I found one end of the wire tangled in some bush - the other end was lying off to one side of the trail.

I couldn't really see to mend the wire properly and was further hampered by the lack of tools. Kevin Grey had my wire cutters and he was still lying wounded in our bunker.

I finally made a temporary splice in the line using my knife and teeth!

With the phone repaired there was nothing to do except return to my tent and try to sleep. But you don't really sleep. You lie in your bunk and wait.

Maybe the VC will come back.

The next morning I surveyed the damage. The first shell had landed just outside our tent. It had been the shell that wounded Kevin Grey. The tent itself had been ripped by a number of pieces shrapnel.

But luck had been with me during the night, too. When I repaired the phone line during the night, I had made only a temporary splice. Now that there was enough light, I returned to the break to do the job properly.

When I got to the crater the VC shell had gouged around the snapped line, I found that two mortar shells had landed in the same spot, but only one exploded.

The other had buried itself in the mud with just its tail fins showing.

I must have gone through the crater four or five times in the night never realising the "blind" shell was there. Had I kicked it, it probably would have exploded. Don't mistake a "blind" shell for a dud. This mortar was very much alive. It just hadn't gone off. It was later exploded by a demolitions crew.

The rest of the operation went off without a hitch.

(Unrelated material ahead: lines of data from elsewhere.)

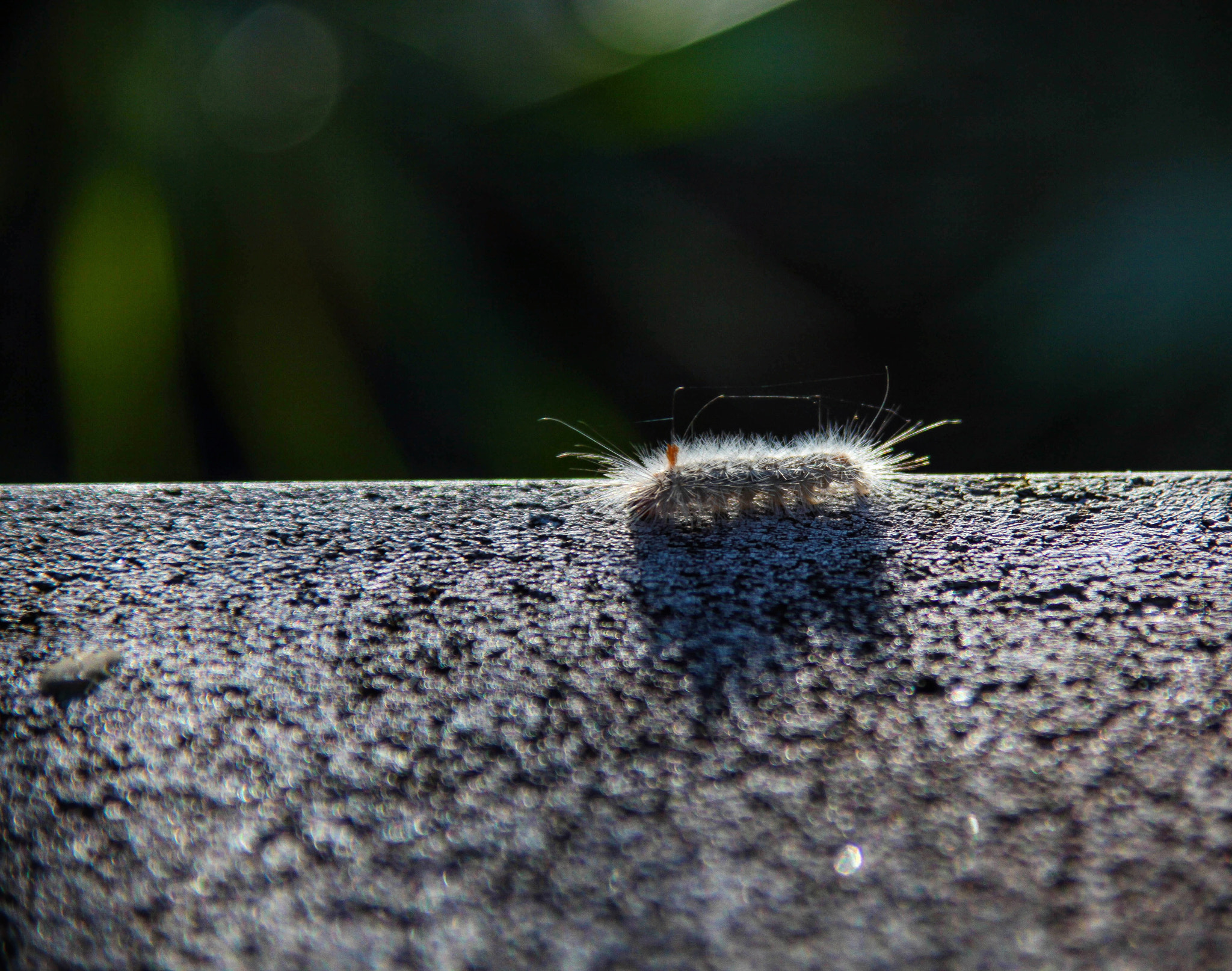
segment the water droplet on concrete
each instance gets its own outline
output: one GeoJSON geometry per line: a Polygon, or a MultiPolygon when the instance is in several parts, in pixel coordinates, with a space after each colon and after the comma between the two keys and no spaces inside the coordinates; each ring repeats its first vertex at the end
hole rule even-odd
{"type": "Polygon", "coordinates": [[[864,854],[859,847],[851,843],[848,843],[834,858],[834,871],[839,876],[851,876],[861,866],[864,866],[864,854]]]}

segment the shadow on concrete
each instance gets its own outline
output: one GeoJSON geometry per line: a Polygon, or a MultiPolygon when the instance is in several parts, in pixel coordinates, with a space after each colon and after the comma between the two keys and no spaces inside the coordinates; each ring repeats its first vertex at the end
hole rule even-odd
{"type": "Polygon", "coordinates": [[[754,686],[772,690],[809,654],[839,652],[860,667],[896,651],[899,632],[886,610],[891,542],[866,505],[637,524],[633,546],[636,596],[659,659],[684,668],[708,715],[754,686]]]}

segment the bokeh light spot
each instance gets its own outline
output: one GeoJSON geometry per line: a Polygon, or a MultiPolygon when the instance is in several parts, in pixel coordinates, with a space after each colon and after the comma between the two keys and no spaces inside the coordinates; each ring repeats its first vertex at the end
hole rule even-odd
{"type": "Polygon", "coordinates": [[[291,148],[329,121],[341,63],[334,35],[318,17],[290,4],[266,4],[218,46],[201,78],[201,106],[237,148],[291,148]]]}

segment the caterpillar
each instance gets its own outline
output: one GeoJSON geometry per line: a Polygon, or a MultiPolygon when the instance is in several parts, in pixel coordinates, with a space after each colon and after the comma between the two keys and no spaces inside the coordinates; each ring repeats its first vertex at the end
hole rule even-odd
{"type": "Polygon", "coordinates": [[[811,511],[841,493],[883,494],[896,476],[928,463],[925,456],[894,449],[933,428],[913,425],[885,441],[859,425],[830,426],[788,440],[701,435],[639,449],[632,456],[596,441],[602,453],[564,456],[590,461],[601,473],[600,482],[579,487],[593,505],[622,511],[634,521],[713,521],[811,511]]]}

The rice was captured and we marched miles down the road to where the trucks waited.

This time sniper fire occasionally broke the silence and the column was stopped as the lead group cleared the road.

We arrived back at Bien Hoa late that evening.

This had been our first major mission and we had come under fire from the enemy. Actually it was hardly more than a skirmish. The mortar attack only lasted a short while but it had been a baptism for the 1st Battalion.

It was something none of us would forget as we slowly began to realise the full meaning of the word "war."

===================

LEST WE FORGET


 Almost 60,000 Australians served in Vietnam from 1962 until 1973

During that time a total of 521 died, 496 from the army.

Footnote:

Sergeant Harley Robert (Rusty) Smith 214292
born at Dubbo 23 July 1942
passed away 30 August 2004

The Australian Vietnam Forces National Memorial, Anzac Parade, Canberra.
The memorial was dedicated on 3 October, 1992.